Pourquoi n’entend-on pas plus le PS défendre les 35 heures ? Vous avez honte de cette réforme?
La critique est un peu injuste. Le PS a réagi très vivement, dès mardi [à l’allusion de Nicolas Sarkozy sur la fin des 35 heures, ndlr]. La question qui se pose est plutôt : pourquoi le Président brandit-il maintenant ce sujet de discorde, à un moment où il n’a pas de solutions à proposer, concernant notamment le pouvoir d’achat ? Nous ne sommes donc pas obligés de foncer tête baissée dans le jeu de rôle qu’il nous impose.
Mais la gauche ne doit-elle pas s’opposer plus franchement au souhait de Sarkozy de supprimer les 35 heures?
Si la droite avait vraiment l’intention de remettre en cause la durée légale du travail pour tous les salariés et de la remplacer par une durée conventionnelle, différente d’une entreprise à l’autre, ce serait inacceptable : cette idée serait la porte ouverte au dumping social et elle justifierait alors une opposition farouche. Mais la droite ne peut pas aller jusque-là : les Français sont attachés aux 35 heures et les entreprises n’entendent pas revenir sur les contreparties négociées.
Dans ce cas, pourquoi la droite revient-elle sur le sujet?
Nicolas Sarkozy exploite ce dossier pour des raisons médiatiques et politiques qui consistent à tenter de remobiliser son camp et de faire monter la gauche sur un sujet où elle est en difficulté dans l’opinion. Mais le fait que le Président se saisisse des 35 heures de façon provocatrice jette un doute sur sa volonté de réformer réellement le pays. Choisir comme cheval de bataille un sujet qui est derrière nous, ce n’est pas être prêt à poser les questions d’avenir.
Ne faut-il pas un débat sur une éventuelle réforme de la loi sur les 35 heures ?
Nous devons tous sortir d’un affrontement idéologique qui est d’un simplisme affligeant. Ce qui me désespère c’est que l’on passe à côté des vrais sujets en se focalisant sans arrêt sur les débats d’il y a dix ans. Il nous manque 1 point de croissance, non pas à cause des 35 heures, mais parce que nous n’investissons pas assez dans l’innovation, que le taux de chômage des seniors et des jeunes est trop élevé et qu’il n’y a pas assez de souplesse dans certains secteurs en difficulté. La droite doit cesser de faire des 35 heures un bouc émissaire de tous les problèmes économiques du pays. La gauche ne doit pas tomber dans ce piège et doit aussi cesser de laisser penser que les 35 heures seraient la panacée, en admettant plus de souplesse, à travers des accords majoritaires permettant de faire des heures supplémentaires lorsque c’est nécessaire.

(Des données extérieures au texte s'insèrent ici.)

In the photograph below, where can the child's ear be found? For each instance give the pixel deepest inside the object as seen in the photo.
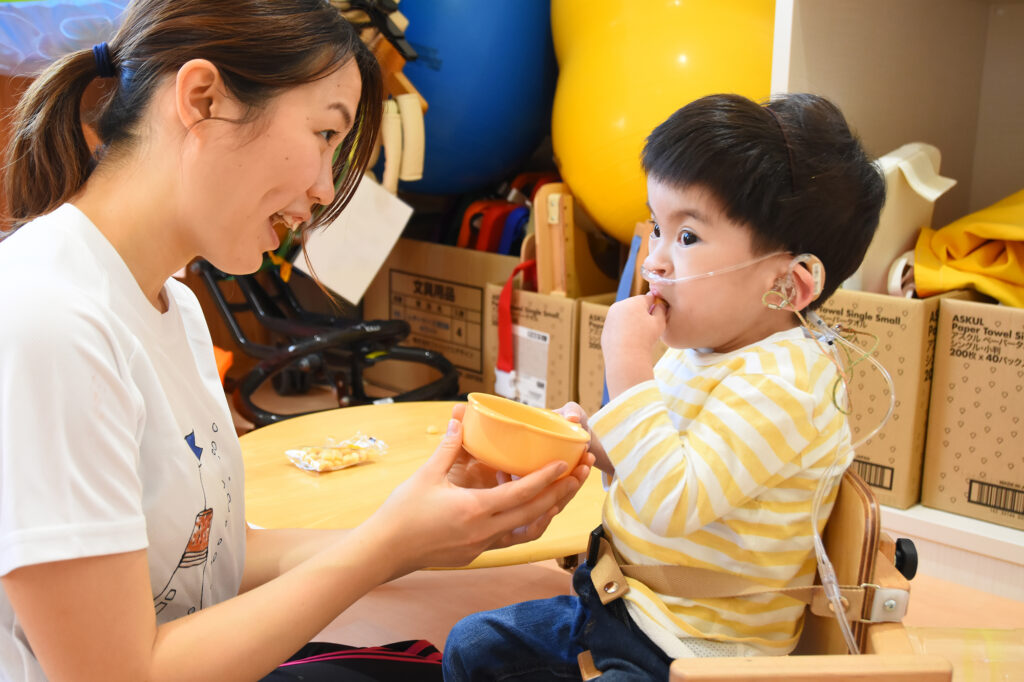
(799, 286)
(804, 287)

Quelle est aujourd’hui la position du Parti socialiste sur les 35 heures?
Exiger actuellement une position claire du Parti socialiste est une mission impossible. En réalité, c’est en 2002 que nous n’avons peut-être pas suffisamment défendu les 35 heures: lorsque la loi Fillon les remettait pour la première fois en cause. Nous aurions dû faire plus de pédagogie. Aujourd’hui, nous devons nous opposer à la remise en cause de la durée légale du travail pour tous les salariés mais aussi défendre la nécessité d’investir dans la formation et l’élévation de la qualification des salariés. Je suggère que, plutôt que de majorer les heures supplémentaires, on majore les heures de formation. «Se former plus pour gagner plus», j’oppose ce slogan à celui de Nicolas Sarkozy.